CUSO, organisme partenaire en Thaïlande,26 septembre 2007 |
Les récentes manifestations politiques en Birmanie ont attiré l’attention du monde sur la violence et les violations des droits perpétrées par la junte militaire birmane. Les premières manifestations étaient en réaction à la décision de la junte, le Conseil pour la paix et le développement de l’État, d’abolir les subventions à l’essence. Une hausse brutale du prix de l’essence avait suivi, quintuplant en une semaine le prix de l’essence des autobus. Les manifestations dirigées par les étudiants et les militants politiques de l’opposition se sont d’abord heurtées à la réaction vive et cruelle de la junte qui a fait arrêter et détenir des dizaines de protestataires.

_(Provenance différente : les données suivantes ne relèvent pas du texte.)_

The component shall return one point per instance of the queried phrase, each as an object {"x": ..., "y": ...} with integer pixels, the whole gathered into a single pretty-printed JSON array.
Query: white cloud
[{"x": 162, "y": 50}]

Mais, à partir du 18 septembre, des milliers de moines bouddhistes ont pris la tête des manifestations, que le gouvernement a autorisées jusqu’au 26 septembre, quand il a commencé à les réprimer dans le sang et à procéder à des arrestations massives. La situation demeure tendue et instable.
En ce moment, sept coopérants volontaires CUSO travaillent avec les réfugiés et les déplacés birmans, le long de la frontière avec la Thaïlande. Leur travail? Renforcer la capacité des organismes qui voient à préparer la société civile birmane en vue de l’avenir.
Comme l’a dit récemment un coopérant volontaire de CUSO : « On ne peut pas sous-estimer l’importance de ce qui arrive. Mes étudiants birmans sont bouleversés par les appuis qui leur parviennent de partout dans le monde. »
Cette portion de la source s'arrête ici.